During the last few years, as competition has risen for prime commercial real estate, a number of investors have turned to distressed properties as an alternative.
Their goal is to buy the property, renovate or reposition it, and stabilize and improve its financial performance, so it can then reap income from new tenants and rentals or from a sale. The problem is that for investors that do not have enough capital to purchase properties outright, distressed real estate may not qualify for long-term financing from a traditional financial institution.
Enter bridge loans, which provide investors with capital to quickly purchase a distressed property. With a bridge loan, an investor can rehabilitate the commercial property, reposition it in its market, find new tenants, improve the balance sheet, and then refinance with a more traditional loan. The bridge loan, as the name suggests, spans the gap until borrowers can find long-term financing.
Bridge Loan Differences
Before seeking financing, investors should be aware of some of the common features of a bridge loan. Among them are:
- Shorter Terms. In general, bridge loans have a short lifespan. They routinely last for one year, though some may extend to three years or more while others may cover just a few months.
- Higher Rates. Because terms are shorter and risk is higher, interest rates on bridge loans are considerably higher than with traditional financing.
- Collateral Required. The real estate being acquired typically serves as collateral for the loan. And the amounts offered will be based upon traditional requirements (credit scores, business plans, revenues and profits) and forward-looking estimates of the property’s value once the rehabilitation or repositioning has been completed.
Challenges for Investors
Bridge loans may also pose challenges for investors. For instance, a bridge loan may come with sizable fees. Origination fees can run as high as 6 percent. Exit fees (also known as deferred origination fees) may be charged when the loan is paid off – often escalating over the life of a loan to encourage early repayment. And if the loan is extended beyond the initial term, the lender may assess an extension fee.

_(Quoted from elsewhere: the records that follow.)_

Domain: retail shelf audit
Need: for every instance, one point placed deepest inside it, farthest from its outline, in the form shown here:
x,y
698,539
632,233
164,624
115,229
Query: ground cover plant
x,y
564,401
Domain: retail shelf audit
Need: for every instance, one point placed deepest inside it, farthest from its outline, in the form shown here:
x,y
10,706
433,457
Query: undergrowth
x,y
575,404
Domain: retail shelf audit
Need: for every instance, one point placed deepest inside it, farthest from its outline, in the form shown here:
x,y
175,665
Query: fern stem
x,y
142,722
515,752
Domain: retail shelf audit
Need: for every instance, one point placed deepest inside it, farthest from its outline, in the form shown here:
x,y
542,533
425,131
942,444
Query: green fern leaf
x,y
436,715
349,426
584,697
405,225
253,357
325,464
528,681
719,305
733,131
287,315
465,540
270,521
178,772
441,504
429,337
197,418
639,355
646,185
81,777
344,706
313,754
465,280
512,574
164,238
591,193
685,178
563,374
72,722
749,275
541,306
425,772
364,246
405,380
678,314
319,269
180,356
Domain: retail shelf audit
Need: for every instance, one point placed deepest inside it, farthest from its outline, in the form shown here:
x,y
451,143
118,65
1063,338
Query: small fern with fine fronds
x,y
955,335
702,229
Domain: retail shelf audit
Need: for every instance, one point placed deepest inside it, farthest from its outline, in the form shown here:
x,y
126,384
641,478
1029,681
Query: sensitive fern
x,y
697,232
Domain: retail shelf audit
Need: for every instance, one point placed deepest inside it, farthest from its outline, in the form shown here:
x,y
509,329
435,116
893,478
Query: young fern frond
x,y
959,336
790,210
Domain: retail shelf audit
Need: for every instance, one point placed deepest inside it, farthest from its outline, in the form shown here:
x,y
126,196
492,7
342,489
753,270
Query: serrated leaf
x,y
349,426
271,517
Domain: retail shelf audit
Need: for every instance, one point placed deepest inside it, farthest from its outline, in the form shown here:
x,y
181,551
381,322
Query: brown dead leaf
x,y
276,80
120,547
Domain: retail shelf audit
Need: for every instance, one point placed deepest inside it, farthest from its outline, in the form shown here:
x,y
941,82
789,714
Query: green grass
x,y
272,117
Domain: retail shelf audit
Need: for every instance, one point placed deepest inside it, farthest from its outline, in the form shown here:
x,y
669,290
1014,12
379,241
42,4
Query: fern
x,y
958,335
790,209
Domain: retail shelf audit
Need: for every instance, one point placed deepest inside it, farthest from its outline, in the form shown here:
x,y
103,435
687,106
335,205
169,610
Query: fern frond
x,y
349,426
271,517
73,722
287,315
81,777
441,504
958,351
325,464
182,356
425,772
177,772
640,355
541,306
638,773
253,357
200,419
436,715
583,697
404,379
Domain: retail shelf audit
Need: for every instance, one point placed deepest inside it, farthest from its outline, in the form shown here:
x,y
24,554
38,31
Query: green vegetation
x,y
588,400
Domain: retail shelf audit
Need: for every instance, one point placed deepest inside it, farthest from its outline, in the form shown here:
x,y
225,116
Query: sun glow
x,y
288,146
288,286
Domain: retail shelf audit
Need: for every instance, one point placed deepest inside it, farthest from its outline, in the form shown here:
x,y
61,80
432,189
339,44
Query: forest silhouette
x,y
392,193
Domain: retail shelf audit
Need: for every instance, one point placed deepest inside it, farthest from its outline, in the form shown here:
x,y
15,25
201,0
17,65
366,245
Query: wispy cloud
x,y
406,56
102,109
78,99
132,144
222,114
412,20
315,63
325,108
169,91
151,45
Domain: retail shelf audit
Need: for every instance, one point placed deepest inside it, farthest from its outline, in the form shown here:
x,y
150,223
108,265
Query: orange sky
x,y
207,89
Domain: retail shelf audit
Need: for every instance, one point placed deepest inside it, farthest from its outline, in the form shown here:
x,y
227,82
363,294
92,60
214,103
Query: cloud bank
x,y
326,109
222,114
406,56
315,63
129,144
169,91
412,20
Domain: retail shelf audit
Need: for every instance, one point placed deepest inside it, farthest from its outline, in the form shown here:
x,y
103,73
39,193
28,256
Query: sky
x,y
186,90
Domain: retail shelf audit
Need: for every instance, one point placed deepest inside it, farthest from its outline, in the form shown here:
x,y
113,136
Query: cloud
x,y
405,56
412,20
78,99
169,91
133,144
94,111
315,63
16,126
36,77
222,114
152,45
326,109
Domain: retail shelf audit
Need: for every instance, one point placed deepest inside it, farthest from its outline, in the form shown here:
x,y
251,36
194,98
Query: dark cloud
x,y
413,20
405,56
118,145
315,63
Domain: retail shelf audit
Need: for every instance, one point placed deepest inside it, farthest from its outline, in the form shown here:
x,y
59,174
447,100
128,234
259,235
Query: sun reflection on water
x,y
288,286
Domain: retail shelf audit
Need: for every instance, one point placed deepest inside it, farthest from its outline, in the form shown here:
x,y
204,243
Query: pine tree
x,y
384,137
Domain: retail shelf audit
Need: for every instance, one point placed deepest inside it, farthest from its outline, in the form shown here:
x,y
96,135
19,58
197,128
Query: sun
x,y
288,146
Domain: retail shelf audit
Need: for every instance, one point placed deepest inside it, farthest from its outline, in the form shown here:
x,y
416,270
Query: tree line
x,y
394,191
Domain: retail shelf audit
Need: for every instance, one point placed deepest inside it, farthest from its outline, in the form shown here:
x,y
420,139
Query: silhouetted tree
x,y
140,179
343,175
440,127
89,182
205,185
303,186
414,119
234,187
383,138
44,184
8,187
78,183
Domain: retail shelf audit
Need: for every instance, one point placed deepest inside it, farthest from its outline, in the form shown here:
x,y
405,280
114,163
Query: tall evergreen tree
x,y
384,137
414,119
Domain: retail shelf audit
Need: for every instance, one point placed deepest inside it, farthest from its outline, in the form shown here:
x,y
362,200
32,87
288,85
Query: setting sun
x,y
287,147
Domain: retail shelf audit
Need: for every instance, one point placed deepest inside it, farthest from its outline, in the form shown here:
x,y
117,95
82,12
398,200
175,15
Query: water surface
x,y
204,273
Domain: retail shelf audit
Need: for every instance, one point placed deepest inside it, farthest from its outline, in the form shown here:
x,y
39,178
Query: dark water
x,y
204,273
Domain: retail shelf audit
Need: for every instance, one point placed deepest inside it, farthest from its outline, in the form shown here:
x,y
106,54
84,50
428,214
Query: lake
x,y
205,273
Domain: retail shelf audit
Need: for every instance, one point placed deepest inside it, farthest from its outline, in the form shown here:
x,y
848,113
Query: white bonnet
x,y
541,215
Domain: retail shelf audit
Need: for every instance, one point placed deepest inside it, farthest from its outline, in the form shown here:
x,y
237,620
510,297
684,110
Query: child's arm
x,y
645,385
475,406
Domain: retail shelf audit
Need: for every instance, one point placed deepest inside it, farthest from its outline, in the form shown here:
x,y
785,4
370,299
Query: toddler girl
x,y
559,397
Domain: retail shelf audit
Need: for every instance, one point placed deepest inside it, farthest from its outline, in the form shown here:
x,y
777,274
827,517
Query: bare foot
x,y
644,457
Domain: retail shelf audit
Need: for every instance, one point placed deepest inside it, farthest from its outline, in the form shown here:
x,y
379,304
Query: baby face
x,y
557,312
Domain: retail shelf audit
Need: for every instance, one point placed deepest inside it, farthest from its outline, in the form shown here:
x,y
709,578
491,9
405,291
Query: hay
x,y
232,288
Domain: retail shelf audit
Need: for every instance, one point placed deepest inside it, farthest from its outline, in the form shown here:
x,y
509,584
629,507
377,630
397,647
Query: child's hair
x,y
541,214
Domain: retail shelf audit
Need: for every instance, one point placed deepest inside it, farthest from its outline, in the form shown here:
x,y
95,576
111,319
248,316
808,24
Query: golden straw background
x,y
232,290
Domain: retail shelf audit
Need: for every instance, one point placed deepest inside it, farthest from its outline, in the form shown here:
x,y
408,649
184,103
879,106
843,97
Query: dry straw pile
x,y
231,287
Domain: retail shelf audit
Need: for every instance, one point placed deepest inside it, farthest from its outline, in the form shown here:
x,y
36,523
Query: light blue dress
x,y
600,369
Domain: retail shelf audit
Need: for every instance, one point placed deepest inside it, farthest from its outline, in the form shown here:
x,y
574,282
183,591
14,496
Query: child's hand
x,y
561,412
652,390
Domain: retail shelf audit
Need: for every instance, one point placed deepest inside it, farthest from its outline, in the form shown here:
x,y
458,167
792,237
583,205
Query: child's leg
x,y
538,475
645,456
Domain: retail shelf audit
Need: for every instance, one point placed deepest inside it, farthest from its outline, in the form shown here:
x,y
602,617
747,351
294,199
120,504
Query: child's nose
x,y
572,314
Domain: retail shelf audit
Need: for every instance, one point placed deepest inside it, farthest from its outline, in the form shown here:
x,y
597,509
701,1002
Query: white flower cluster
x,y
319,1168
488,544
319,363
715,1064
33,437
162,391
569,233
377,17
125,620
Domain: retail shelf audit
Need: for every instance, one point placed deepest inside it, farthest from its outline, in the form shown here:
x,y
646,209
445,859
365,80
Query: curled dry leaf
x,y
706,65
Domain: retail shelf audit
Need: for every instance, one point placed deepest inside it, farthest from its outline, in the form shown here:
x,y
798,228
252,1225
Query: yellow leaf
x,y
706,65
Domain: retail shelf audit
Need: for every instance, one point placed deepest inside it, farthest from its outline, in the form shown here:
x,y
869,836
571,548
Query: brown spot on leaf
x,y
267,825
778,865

The timeline for securing bridge loans is relatively fast, often just a few weeks. Nonetheless, they come with a significant number of documents for investors to wade through. Failing to understand a loan’s provisions can result in unwelcome surprises later on. Investors may learn their bridge loan includes personal guarantee obligations, putting their personal assets in jeopardy in the event of a default. And certain provisions might allow the lender to seek recourse against a guarantor over a missed payment or a lapsed LLC or corporate registration.
Another potential pitfall is borrowing money from a lender who is betting against the borrower’s success. Such a lender may use aggressive loan terms to trigger default, and then acquire and resell the property at a substantial profit.
A Strategic Approach
To help address these challenges, investors should do their homework about a potential lender, discuss the lender’s willingness to alter unfavorable contract provisions, and carefully review all of the documentation associated with the loan. Counsel with commercial real estate and bridge loan experience should be engaged to review terms and negotiate with the lender.
Bridge loans can be an important financing tool. But they should be part of a disciplined overall acquisition strategy, one where the investor has a clear view of its debt obligations stabilizes, and associated risk exposures the timelines for renovating or repositioning a property, and the length of time it will take before the property appreciates in value.